Academy System Blocking Applications With No Right To Appeal
The parents of a gifted eleven year old boy with cerebral palsy have begun a legal battle to have him accepted at one of the government’s flagship academies, after the school turned down his application.
Mossbourne Academy in Hackney, East London, recently rejected applications from a boy with special needs and refused to accept that the Special Educational Needs Tribunal should hear the case, after the school claimed it was not governed by the legislation but its own funding agreement with the Secretary of State.
The school’s response to his application was that his admission “would be incompatible with the efficient education of other children in the school”.
This groundbreaking case will test how far academies can be forced to comply with the special needs legislation which applies to other non-fee paying schools.
Elaine Maxwell, partner at solicitors Maxwell Gillott is representing the boy’s mother. “His condition only affects his ability to get around school at busy times as he can walk but is not always steady on his feet. The only real additional provision he needs is a bit of support during these times to make sure he is safe, and as he has already obtained an A* in Maths GCSE at the age of 11, he certainly has no problem keeping up with lessons, although he will also need appropriate IT which his parents have offered to provide.
What is particularly difficult in this case is that the parents are not allowed to appeal against the school admission process as their son has a statement which means the school he attends should be decided by the Special Educational Needs Tribunal.
Simultaneously, Mossbourne has attempted to ensure that the Tribunal is unable to hear the case, leaving disabled children with statements in a worse position than anyone else if they want a place at an Academy.

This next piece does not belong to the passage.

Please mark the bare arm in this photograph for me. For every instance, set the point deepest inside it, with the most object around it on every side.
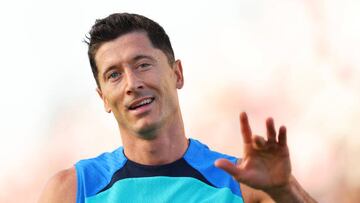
(61, 188)
(266, 165)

“We are keen to hear from any parents who are also facing difficulties in getting Academy schools to accept their statemented children as it is really important that the law is clarified,” added Elaine. “Our major concern with the whole academy system is that in many cases academies are able to operate outside the laws that apply to all local authority schools. Although the Government has attempted to deal with this through the funding agreements it has with the new academies, there are still a considerable number of these schools which do not follow all the requirements which normally apply to children with special educational needs.”